My latest data point for Boomer Nest Egg Withdrawal Anxiety is the just-released Merrill Lynch Affluent Insights Quarterly Survey that checks the pulse, if not the dream cycle, of individuals with at least $250,000 in investable assets (not including home equity.) According to the survey, 73 percent of Baby Boomers between the ages of 51-64 are most concerned with "Ensuring my Retirement Assets Will Last Throughout my Lifetime."
Andy Sieg, head of Merrill Lynch Wealth Management's Retirement and Philanthropic Services explained "[there is ]demand for retirement income to be simpler and more intuitive. Regardless of asset levels this is something that keep Americans up at night."
A great first step to helping ease the nightmares would be for Washington to get behind the Lifetime Security Act introduced by a bi-partisan trio of Senators last year. The elegantly simple proposal of the LSA is to add information to everyone's 401(k) statement that would show the annual income stream your current balance would provide in retirement. Knowing what your lump sum converts to in monthly-income terms is just the sort of data point every worrying Boomer needs to have.

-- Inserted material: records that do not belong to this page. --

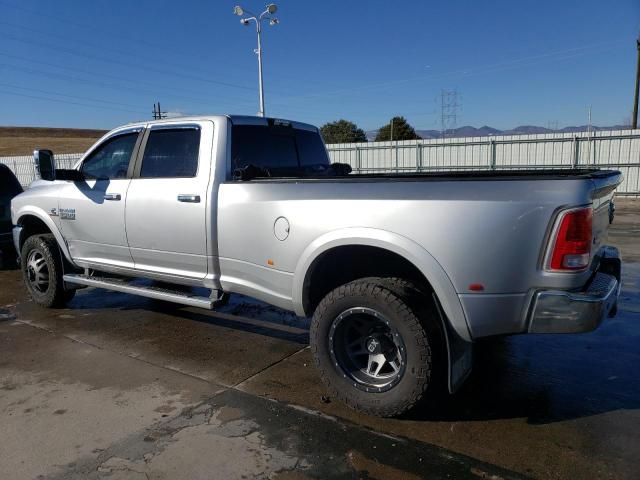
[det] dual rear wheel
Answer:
[311,277,446,417]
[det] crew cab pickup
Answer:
[11,115,621,416]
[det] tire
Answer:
[20,234,75,308]
[310,277,446,417]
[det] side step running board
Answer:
[62,274,215,310]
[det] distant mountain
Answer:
[367,125,630,142]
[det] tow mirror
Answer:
[33,150,56,182]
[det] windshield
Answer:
[231,125,330,176]
[0,166,22,197]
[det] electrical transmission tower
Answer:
[440,90,460,138]
[153,102,167,120]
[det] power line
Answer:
[0,83,146,109]
[0,32,254,91]
[0,59,249,106]
[0,90,144,113]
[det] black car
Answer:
[0,164,22,250]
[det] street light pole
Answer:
[631,36,640,129]
[256,22,265,117]
[233,3,280,117]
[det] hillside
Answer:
[366,125,630,142]
[0,127,106,156]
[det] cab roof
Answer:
[119,114,318,131]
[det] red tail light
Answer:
[549,207,593,271]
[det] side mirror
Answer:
[33,150,56,182]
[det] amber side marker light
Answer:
[549,207,593,271]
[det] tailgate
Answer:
[591,170,622,259]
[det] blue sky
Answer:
[0,0,640,130]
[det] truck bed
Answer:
[246,168,620,182]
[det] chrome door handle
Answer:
[178,194,200,203]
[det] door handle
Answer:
[178,194,200,203]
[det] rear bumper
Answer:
[529,247,621,333]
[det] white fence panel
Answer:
[327,130,640,195]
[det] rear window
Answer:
[140,128,200,178]
[231,125,330,176]
[0,166,22,196]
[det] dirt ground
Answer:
[0,127,106,156]
[0,196,640,480]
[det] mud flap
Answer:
[433,294,473,393]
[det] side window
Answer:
[231,125,298,172]
[140,128,200,178]
[82,132,139,180]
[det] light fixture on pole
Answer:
[233,3,280,117]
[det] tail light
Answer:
[549,207,593,271]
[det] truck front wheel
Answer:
[310,278,441,417]
[20,234,75,308]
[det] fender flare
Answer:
[16,206,77,266]
[292,227,472,342]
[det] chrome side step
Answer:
[62,274,216,310]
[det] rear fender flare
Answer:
[292,227,472,342]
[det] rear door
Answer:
[126,121,213,279]
[56,127,143,268]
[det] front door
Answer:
[58,129,142,268]
[126,122,216,279]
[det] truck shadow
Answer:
[407,322,640,424]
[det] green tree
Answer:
[320,120,367,143]
[376,117,421,142]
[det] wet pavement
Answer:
[0,197,640,479]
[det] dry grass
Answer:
[0,127,106,155]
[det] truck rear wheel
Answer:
[20,234,75,308]
[310,278,442,417]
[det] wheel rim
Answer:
[27,250,49,293]
[329,307,406,392]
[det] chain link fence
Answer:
[0,153,82,187]
[327,130,640,196]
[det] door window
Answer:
[140,128,200,178]
[82,132,139,180]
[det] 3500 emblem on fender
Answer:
[60,208,76,220]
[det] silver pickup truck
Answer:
[11,116,621,416]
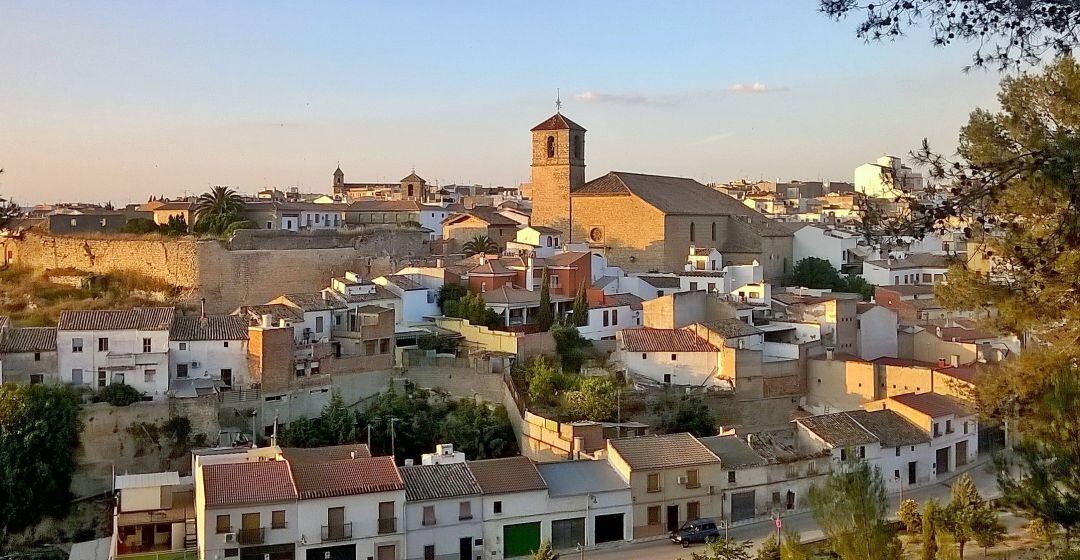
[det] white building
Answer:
[56,308,174,399]
[854,155,922,199]
[168,315,251,396]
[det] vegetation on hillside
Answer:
[0,265,180,327]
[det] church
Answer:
[528,112,795,282]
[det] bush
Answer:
[94,383,144,405]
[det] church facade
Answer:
[529,113,794,281]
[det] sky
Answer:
[0,0,1001,204]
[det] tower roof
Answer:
[532,113,585,132]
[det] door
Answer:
[936,447,949,475]
[956,439,968,467]
[502,521,540,558]
[731,490,754,522]
[667,504,678,531]
[593,514,625,544]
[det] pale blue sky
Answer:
[0,0,1000,203]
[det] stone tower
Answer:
[530,113,585,233]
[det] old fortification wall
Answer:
[5,230,428,313]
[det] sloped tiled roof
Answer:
[530,113,585,132]
[168,315,247,341]
[56,308,175,330]
[202,461,297,507]
[0,327,56,354]
[401,463,481,502]
[619,327,719,352]
[608,433,720,470]
[465,456,548,494]
[890,393,974,418]
[292,456,405,500]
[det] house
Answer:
[866,393,978,476]
[401,456,484,560]
[795,410,936,492]
[110,472,197,558]
[537,460,634,554]
[616,327,720,385]
[465,456,552,560]
[863,252,951,286]
[607,433,724,538]
[168,314,251,396]
[0,315,59,385]
[56,308,175,400]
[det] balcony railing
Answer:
[237,527,267,545]
[323,523,352,543]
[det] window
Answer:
[648,506,660,525]
[648,473,660,492]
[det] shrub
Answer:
[94,383,144,405]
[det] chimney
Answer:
[525,252,536,291]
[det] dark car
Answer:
[671,519,720,548]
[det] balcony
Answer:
[237,527,267,545]
[323,523,352,543]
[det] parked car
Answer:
[671,519,720,548]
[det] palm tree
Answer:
[195,187,244,220]
[461,235,499,257]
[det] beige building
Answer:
[529,113,794,279]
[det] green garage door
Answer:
[502,521,540,558]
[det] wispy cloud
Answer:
[573,90,672,106]
[728,82,787,94]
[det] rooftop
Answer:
[608,433,720,470]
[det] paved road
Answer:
[583,459,999,560]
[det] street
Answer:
[587,457,999,560]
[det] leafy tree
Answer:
[566,377,619,422]
[808,460,901,560]
[821,0,1080,70]
[919,500,942,560]
[943,474,986,560]
[571,281,589,327]
[537,267,555,330]
[653,395,716,437]
[551,324,593,372]
[787,257,840,289]
[94,383,143,407]
[529,538,558,560]
[0,384,82,550]
[690,538,753,560]
[461,235,499,257]
[320,391,357,446]
[896,498,922,533]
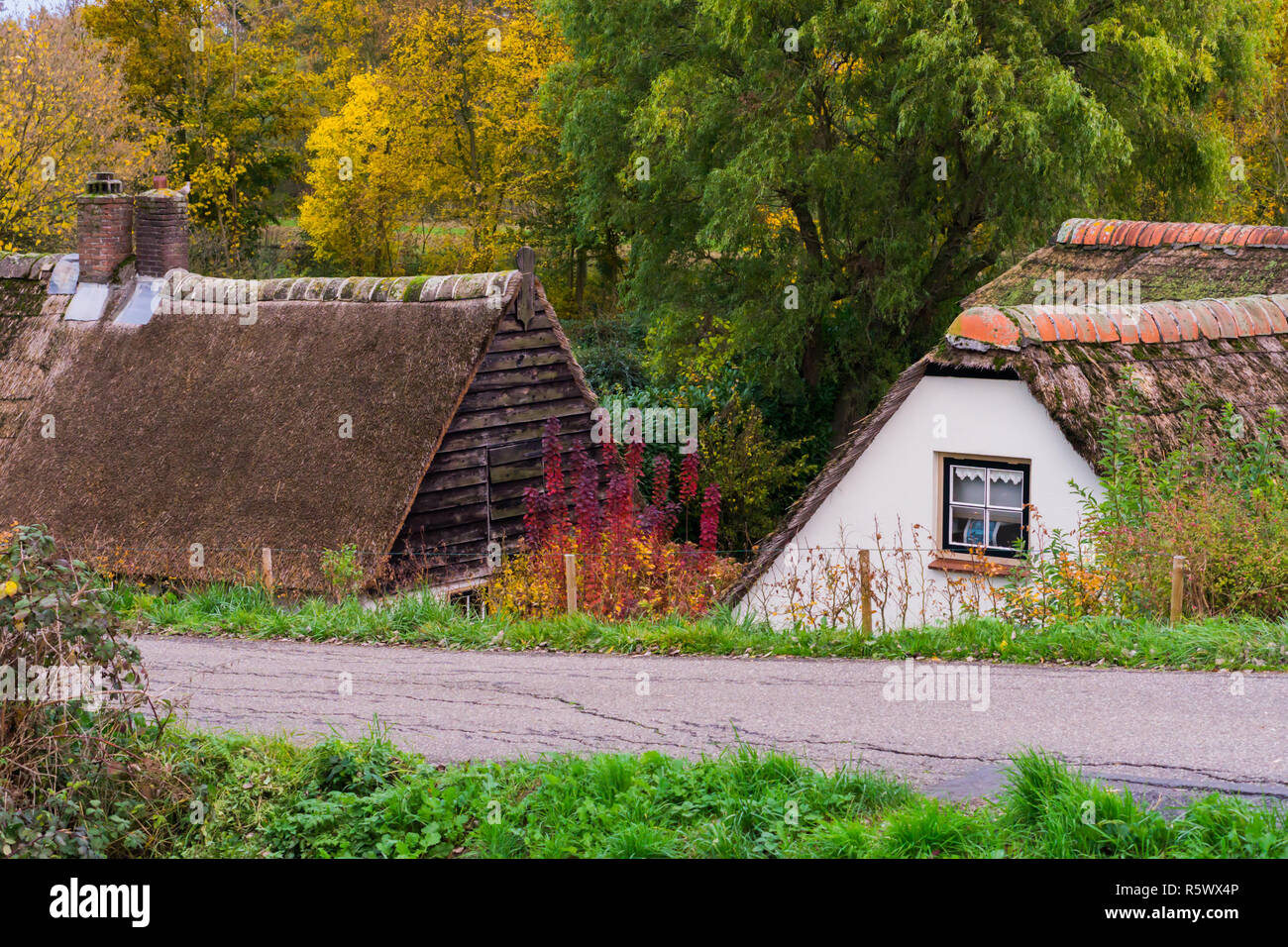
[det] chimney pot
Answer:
[134,174,188,277]
[76,171,134,283]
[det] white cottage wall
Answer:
[738,374,1099,629]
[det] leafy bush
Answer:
[322,543,366,601]
[485,419,738,618]
[1083,389,1288,617]
[0,526,180,857]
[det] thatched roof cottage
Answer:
[0,175,595,587]
[730,219,1288,627]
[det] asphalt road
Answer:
[139,637,1288,800]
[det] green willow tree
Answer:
[546,0,1270,453]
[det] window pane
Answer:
[948,506,984,546]
[952,464,988,506]
[988,471,1024,509]
[988,509,1024,549]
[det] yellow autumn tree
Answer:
[300,0,567,273]
[300,74,415,274]
[1223,0,1288,226]
[0,10,160,252]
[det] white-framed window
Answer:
[940,458,1029,557]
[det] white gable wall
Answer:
[738,374,1099,630]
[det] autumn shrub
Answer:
[996,507,1118,625]
[321,543,368,601]
[485,420,738,618]
[0,526,181,857]
[1082,389,1288,618]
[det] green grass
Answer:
[30,729,1288,858]
[113,585,1288,670]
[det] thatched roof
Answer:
[729,220,1288,601]
[0,258,590,585]
[962,219,1288,307]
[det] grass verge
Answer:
[113,585,1288,670]
[0,728,1288,858]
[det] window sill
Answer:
[930,552,1024,578]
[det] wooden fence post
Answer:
[859,549,872,637]
[1172,556,1185,625]
[564,553,577,614]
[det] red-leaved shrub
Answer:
[486,419,738,618]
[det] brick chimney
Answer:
[134,175,188,277]
[76,171,134,283]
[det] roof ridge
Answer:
[0,252,65,279]
[1051,217,1288,248]
[944,294,1288,351]
[168,269,519,303]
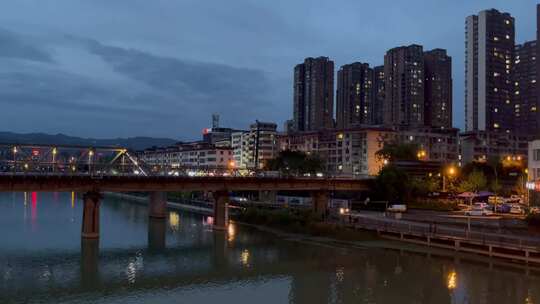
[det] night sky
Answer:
[0,0,536,139]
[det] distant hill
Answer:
[0,132,178,150]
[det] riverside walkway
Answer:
[344,213,540,265]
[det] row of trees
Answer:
[373,143,525,201]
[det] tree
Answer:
[458,170,487,192]
[373,165,411,201]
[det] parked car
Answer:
[386,204,407,212]
[510,204,525,214]
[529,206,540,214]
[495,204,512,213]
[465,203,493,216]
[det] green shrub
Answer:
[407,199,459,211]
[525,213,540,227]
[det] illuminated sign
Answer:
[525,181,540,191]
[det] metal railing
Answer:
[350,214,540,251]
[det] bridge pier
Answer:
[212,190,229,230]
[148,217,167,251]
[80,238,99,288]
[259,190,277,204]
[81,191,102,239]
[148,191,167,219]
[311,190,328,218]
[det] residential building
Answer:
[459,131,530,164]
[395,126,459,164]
[424,49,457,128]
[527,139,540,182]
[370,65,386,125]
[139,142,233,169]
[279,127,394,177]
[232,121,279,169]
[336,62,373,129]
[293,57,334,131]
[383,44,425,127]
[465,9,515,132]
[203,127,245,147]
[512,41,540,136]
[231,131,249,169]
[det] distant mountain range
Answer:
[0,132,178,150]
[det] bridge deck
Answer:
[0,174,369,192]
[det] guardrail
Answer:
[350,214,540,252]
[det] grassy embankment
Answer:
[235,208,376,241]
[407,199,459,211]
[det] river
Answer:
[0,193,540,304]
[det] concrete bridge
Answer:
[0,172,369,239]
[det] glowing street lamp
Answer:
[441,165,457,192]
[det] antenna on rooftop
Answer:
[212,113,219,129]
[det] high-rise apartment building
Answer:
[293,57,334,131]
[336,62,373,129]
[371,65,385,125]
[512,41,540,136]
[383,44,424,127]
[465,9,515,132]
[424,49,452,129]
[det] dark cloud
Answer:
[0,29,52,62]
[0,30,280,139]
[0,0,536,138]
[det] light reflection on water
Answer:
[0,193,540,304]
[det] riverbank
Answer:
[108,194,540,265]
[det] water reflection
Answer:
[0,193,540,304]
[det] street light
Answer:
[441,165,456,192]
[416,149,427,160]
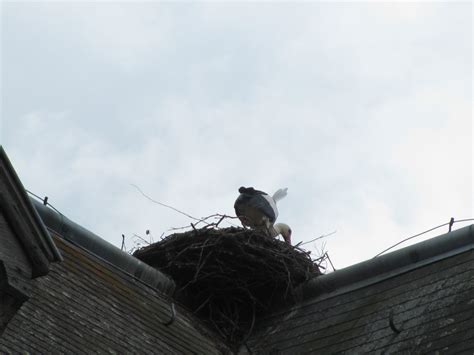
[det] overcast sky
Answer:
[0,2,474,268]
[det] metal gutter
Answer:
[30,198,176,295]
[298,225,474,301]
[0,145,63,262]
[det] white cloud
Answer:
[2,3,473,267]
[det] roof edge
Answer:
[0,145,63,262]
[298,224,474,301]
[30,198,176,296]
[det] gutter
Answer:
[30,198,176,296]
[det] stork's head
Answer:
[273,223,291,245]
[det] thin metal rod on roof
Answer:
[373,217,474,259]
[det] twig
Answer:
[295,230,337,248]
[130,184,199,221]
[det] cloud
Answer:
[2,3,473,267]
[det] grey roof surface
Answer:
[31,198,175,295]
[247,226,474,354]
[0,232,229,354]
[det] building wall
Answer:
[247,250,474,354]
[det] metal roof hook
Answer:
[449,217,454,232]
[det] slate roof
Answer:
[0,232,229,354]
[0,147,474,354]
[246,225,474,354]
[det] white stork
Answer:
[234,186,291,245]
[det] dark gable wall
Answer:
[0,236,226,354]
[248,250,474,354]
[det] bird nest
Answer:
[133,227,321,346]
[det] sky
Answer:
[0,1,474,269]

In the meantime, below are a few different ways to get a decent estimate of what your lump sum might generate in terms of a monthly retirement income. Blog colleague Steve Vernon recently mentioned a few solid calculator options. The Ballpark E$timate calculator is indeed a straightforward quick (and free) calc, but it has the drawback of requiring you to plug in assumptions, such as what you think the inflation rate will be, your anticipated salary growth rate, and how long you expect to live. That's just a whole lot of opportunity to plug in faulty assumptions.
In addition to the Fidelity Retirement Income calculator Steve mentioned, here are a few other retirement calcs (none require registration) that handle most of the assumptions for you:
- T. Rowe Price Retirement Income calculator. Pre-retiree Boomers should select the Transitioning option on the first page: the calculator will then run the numbers to help you figure out how much you might be able to withdraw in retirement. And it has the nice touch of generating a Social Security estimate for you, rather than requiring you to go fetch the info yourself at the Social Security Benefits Estimator.
- Vanguard Retirement Income Calculator. Six simple slider questions and you've got an estimate, but it's not as detailed as the T. Rowe Price and Fidelity calcs. For an even quicker snapshot spend 30 seconds with Vanguard's How Much Can I Withdraw in Retirement calculator?
- Merrill Lynch New Retirement Illustrator. The "New" in retirement is the need/desire to spend a few years continuing to work once you're retired from your "career" work. This calc does a nice job of showing you how continuing to work in retirement (but with no further savings during your transition period ) will reduce what you need saved up in retirement. It's encouraging to see how delaying full retirement just a few years can right any wobbly retirement plan.